The role of Satan as the God's tempter seems to be deserved.  In the book of Job God 's sons (Job 1:6) assemble and Satan also.  There is no mention of the fall of Satan or any rebellion.  Satan is God's servant.  He tempts Job per God's direction.  We have to go all the way to the New Testament for the next mention of Satan, Matthew 12:26 when Jesus casts out demons and annoys the Pharisees and of course the temptation of Christ which is in all of Gospels save that of John.  Satan, again, is God's tempter. Satan as the servant of God?  There is lots of evidence for that scenario.

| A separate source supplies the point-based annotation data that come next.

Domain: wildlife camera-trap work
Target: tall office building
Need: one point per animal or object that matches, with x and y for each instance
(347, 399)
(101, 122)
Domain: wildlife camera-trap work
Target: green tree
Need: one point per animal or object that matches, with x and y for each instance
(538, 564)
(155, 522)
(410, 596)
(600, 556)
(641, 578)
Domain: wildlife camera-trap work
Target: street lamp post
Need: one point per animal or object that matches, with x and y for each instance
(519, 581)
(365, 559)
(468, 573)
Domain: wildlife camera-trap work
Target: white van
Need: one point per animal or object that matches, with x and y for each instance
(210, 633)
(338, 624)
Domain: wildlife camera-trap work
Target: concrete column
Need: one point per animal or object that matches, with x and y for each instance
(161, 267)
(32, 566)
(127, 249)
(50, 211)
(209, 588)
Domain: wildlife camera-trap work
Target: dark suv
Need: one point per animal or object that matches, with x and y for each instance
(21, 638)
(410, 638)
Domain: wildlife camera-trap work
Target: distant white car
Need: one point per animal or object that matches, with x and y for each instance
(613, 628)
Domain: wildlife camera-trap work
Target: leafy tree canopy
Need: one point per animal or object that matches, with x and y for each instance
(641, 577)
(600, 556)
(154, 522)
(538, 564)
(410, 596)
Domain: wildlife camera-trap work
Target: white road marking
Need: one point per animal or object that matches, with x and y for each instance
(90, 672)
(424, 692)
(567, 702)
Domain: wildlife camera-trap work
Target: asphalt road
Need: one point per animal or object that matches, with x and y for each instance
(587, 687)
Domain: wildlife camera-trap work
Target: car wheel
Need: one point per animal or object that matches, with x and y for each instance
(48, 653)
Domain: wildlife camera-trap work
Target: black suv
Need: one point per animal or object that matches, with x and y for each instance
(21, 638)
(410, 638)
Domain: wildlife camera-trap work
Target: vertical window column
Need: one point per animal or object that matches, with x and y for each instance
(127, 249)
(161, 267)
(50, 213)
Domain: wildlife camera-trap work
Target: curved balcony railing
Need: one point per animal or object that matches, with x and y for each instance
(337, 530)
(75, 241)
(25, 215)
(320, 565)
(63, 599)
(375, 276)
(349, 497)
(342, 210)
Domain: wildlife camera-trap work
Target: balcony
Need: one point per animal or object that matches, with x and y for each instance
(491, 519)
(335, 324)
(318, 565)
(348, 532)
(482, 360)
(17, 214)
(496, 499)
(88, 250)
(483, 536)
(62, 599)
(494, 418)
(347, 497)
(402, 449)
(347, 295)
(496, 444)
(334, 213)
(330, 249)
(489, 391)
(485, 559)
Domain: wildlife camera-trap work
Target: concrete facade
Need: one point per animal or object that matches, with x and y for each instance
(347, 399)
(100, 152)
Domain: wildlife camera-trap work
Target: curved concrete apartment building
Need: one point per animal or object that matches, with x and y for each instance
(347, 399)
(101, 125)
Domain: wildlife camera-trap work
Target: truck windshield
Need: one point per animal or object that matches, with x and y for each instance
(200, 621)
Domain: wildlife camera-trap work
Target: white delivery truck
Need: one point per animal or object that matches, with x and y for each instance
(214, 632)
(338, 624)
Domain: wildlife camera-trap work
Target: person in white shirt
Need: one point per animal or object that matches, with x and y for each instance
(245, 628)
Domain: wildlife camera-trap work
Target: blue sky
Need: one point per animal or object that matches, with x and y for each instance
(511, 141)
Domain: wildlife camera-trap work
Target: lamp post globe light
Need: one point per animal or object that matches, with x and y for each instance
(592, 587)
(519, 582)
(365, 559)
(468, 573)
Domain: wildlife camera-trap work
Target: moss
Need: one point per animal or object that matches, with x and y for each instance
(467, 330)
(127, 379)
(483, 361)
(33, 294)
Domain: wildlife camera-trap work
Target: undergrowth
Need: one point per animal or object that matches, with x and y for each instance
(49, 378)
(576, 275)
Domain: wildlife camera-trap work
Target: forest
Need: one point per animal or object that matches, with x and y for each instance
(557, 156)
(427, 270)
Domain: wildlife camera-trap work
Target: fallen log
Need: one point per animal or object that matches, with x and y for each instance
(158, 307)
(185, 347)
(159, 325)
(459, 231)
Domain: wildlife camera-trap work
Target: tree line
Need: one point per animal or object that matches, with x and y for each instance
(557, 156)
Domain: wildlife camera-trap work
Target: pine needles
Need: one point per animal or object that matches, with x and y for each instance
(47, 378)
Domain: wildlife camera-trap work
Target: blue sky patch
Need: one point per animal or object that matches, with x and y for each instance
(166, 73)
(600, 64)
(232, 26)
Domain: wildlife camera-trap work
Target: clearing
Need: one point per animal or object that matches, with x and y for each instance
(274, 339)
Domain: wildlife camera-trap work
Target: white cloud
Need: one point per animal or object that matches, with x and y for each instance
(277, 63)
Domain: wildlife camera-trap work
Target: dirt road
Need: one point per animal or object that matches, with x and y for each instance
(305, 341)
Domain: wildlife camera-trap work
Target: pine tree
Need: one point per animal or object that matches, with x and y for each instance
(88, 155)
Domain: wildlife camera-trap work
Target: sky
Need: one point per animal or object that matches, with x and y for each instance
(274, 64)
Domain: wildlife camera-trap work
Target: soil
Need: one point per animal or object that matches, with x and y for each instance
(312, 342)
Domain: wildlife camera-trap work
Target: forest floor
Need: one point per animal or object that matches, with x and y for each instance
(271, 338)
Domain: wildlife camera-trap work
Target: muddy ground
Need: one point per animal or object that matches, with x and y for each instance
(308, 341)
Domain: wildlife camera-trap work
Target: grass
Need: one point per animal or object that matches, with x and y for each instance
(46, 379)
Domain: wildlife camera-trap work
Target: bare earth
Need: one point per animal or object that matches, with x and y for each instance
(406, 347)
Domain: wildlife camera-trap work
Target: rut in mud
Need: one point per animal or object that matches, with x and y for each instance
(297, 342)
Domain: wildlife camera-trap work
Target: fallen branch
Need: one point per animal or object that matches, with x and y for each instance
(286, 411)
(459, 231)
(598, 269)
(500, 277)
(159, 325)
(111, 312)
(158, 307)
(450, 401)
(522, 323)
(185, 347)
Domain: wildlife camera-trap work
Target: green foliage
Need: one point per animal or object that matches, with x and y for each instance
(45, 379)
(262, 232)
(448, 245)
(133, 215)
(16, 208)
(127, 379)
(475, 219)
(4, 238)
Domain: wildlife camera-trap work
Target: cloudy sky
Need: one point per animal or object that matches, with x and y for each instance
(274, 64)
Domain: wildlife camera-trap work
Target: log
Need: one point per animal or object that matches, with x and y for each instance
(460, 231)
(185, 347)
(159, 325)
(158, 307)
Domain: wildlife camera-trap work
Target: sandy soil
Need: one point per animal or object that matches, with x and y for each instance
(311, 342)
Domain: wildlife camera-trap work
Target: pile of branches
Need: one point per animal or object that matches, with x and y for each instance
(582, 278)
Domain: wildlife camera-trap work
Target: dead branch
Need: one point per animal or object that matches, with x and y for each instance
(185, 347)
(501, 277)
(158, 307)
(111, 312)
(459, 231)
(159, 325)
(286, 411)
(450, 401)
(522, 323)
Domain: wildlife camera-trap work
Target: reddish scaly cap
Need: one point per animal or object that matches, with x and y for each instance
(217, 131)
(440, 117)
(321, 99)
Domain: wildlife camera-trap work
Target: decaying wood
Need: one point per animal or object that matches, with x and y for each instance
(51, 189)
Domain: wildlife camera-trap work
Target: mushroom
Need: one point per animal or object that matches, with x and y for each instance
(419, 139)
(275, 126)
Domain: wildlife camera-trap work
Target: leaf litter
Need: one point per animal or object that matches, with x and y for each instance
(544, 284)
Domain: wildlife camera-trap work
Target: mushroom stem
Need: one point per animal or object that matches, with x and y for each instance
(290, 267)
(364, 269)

And lastly, as it should be, Revelations.  This is where Jesus gives a prophecy of things to come through the Apostle John.  Things to come.  Prophecy.  Revelations 12:9 does, indeed, describe the battle in heaven but it is a thing to come and to be rejoiced over.  It does name Satan as "that serpent of old" which could be revisionist or it could just be Satan in his normal role as God's tempter, his old left-hand-man.  And in 20:1 Satan is bound for a thousand years.  This is a prophecy.

So I am left without a justification for a heavenly battle between the forces of good and the forces of evil.  If all was the void and in the beginning was the word, who created evil?  Who created Satan?   Was Satan's job, all along, to tempt human beings and then report back to God on if they passed the test.  If we humans were not supposed to have free will, why put the tree and the serpent in the garden to begin with.  Why not just stick with the void and save a whole lot of trouble.

Be careful if you trot out the notion of a dualistic deity.  That one will get you burned to a crisp.